No se equivocan los campesinos cuando avisan de las consecuencias de poner a la agricultura y la ganadería en uno de los trances mas difíciles de su historia. Porque la experiencia enseña que al campo se vuelve siempre después de los abandonos. Son los gobernantes los que urgen la vuelta del labrador a sus tierras y sus tareas: Augusto en Roma y los Austrias en España recurrieron a los grandes poetas para que hicieran campaña a favor de la vida campesina ensalzando sus valores y defendiendo la insuperable utilidad del labrador al bienestar de la nación. Y no estará de más recordar que en los difíciles años de la autarquía se confió a la exaltación del campo -¡Arriba el campo!- el remedio de necesidades de boca.

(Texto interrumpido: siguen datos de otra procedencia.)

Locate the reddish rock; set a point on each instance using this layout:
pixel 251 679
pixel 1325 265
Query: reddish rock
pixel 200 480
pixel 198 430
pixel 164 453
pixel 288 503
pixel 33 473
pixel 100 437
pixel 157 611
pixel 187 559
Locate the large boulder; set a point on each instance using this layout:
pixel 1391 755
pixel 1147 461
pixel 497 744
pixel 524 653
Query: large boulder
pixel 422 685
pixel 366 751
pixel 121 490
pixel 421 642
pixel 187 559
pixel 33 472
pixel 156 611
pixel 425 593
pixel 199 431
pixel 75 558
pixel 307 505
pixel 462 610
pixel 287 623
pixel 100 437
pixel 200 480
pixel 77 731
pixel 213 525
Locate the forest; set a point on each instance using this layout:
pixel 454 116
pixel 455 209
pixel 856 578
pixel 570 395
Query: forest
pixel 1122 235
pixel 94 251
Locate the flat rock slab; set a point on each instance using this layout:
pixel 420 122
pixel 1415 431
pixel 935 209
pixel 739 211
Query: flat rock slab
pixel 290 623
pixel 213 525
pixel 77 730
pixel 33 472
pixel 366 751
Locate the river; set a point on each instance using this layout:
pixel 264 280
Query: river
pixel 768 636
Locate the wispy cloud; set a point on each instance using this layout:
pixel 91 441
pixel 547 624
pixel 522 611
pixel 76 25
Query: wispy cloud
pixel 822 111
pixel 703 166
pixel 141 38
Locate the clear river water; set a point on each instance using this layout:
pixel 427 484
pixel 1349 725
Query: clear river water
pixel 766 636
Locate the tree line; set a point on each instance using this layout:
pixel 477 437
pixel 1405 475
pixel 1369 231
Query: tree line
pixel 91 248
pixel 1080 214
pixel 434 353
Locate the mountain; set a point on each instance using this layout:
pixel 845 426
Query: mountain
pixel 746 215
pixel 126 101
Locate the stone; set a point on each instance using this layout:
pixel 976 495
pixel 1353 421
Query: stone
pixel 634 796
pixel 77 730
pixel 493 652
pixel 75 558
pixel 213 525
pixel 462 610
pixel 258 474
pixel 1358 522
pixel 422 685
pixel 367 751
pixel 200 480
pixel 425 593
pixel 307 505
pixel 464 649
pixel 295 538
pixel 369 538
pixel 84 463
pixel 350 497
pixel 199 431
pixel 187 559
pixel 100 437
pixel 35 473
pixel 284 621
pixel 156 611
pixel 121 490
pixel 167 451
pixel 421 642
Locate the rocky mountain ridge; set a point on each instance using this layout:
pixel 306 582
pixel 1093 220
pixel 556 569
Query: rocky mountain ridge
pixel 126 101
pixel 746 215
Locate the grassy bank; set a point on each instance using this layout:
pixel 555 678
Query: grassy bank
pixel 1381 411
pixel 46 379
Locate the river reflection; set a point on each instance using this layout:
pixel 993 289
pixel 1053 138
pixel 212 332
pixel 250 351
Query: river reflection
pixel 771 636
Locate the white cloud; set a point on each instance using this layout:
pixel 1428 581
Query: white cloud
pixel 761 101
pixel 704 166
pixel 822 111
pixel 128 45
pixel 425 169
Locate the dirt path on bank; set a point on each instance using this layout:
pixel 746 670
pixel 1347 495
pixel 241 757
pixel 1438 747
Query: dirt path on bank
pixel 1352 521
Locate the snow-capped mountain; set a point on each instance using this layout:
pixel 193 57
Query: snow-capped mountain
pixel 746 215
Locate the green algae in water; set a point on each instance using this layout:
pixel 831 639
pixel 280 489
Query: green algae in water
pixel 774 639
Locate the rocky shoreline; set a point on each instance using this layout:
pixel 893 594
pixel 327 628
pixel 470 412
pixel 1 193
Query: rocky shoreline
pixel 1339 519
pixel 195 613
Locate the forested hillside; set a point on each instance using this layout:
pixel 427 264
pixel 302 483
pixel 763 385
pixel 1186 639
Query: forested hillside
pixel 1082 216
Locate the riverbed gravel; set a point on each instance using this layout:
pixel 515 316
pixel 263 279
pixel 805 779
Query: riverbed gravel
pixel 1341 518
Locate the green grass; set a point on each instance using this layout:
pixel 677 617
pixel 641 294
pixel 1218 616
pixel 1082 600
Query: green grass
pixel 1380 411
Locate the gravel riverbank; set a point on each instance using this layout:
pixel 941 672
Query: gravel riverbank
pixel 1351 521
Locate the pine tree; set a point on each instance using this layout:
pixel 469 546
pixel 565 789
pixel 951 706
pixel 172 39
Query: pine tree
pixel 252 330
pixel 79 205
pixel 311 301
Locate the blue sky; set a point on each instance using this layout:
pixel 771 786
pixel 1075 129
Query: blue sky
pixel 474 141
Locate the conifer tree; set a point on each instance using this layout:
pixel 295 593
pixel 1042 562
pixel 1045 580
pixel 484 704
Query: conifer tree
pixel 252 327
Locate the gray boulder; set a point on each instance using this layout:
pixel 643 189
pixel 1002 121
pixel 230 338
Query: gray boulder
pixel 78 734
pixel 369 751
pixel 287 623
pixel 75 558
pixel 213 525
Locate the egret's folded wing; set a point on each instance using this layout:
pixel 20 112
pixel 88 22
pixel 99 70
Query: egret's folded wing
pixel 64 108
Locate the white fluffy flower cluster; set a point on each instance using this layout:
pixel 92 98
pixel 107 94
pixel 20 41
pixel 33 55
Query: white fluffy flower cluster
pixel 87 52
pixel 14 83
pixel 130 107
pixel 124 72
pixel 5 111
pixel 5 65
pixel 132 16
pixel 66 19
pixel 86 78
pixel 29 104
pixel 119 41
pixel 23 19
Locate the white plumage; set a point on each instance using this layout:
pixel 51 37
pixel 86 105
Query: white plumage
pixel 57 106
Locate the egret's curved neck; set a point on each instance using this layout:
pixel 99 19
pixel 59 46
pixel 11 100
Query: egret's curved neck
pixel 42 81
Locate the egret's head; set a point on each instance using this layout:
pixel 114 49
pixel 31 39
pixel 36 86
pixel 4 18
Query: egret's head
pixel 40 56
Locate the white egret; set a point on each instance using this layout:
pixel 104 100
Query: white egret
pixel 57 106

Languidece el campo y los labradores se quejan de maltrato político. Se consideran preteridos en la comercialización de sus productos que organizan a su antojo el prepotente gremio de los intermediarios, en exclusivo beneficio propio y perjuicio de productores y consumidores. Cierto es que el mal no es nuevo; un buen poeta tinerfeño, Figueroa -asesinado en los comienzos de la Guerra Civil- escribió una dura requisitoria en verso, contra la raza de intermediarios y especuladores sin entrañas. (Se me traspapeló la copia, y bien que lo lamento). La verdad es que no ha cambiado el sistema de distribución de los productos del campo; los gobiernos no han sabido o no han podido corregirlo . Y así están las cosas; al labrador lo humillan con precios ridículos por unos productos que el consumidor paga como si de angulas se tratara. Todo el mundo tiene archisabido que del campo al plato la patata por gracia de la larga serie de los intermediarios, ha visto escandalosamente multiplicado su precio, en perjuicio, como hemos dicho, de los dos elementos esenciales del trato comercial: el productor y el consumidor. La sociedad lo ve, el Gobierno lo entiende y... ¿ qué ? Claro que la solución no es fácil de arbitrar y, menos, de poner en práctica; pero no le faltan al Gobierno asesores en economía que podrán aconsejarle sobre el tema. Urge una reorganización eficaz de los sectores agrícola y ganaderos antes de que definitivamente se vayan al fondo. Todo -se dice- depende de las normativas de la UE, que unas veces aciertan y otras... menos. Si así es, habría que confiar en los buenos oficios de Rodríguez Zapatero durante su «planetaria» presidencia.
Las asociaciones de ganaderos y labradores que en un ejercicio laudable de unidad participaron en las movilizaciones provinciales y en la manifestación multitudinaria de Madrid se han mostrado muy satisfechas del éxito de la convocatoria: veremos quién recoge el guante; dicen que le compete a la ministra del Medio Ambiente múltiple. Pero la cosa no está para bromas: la rebelión del campo es algo muy serio.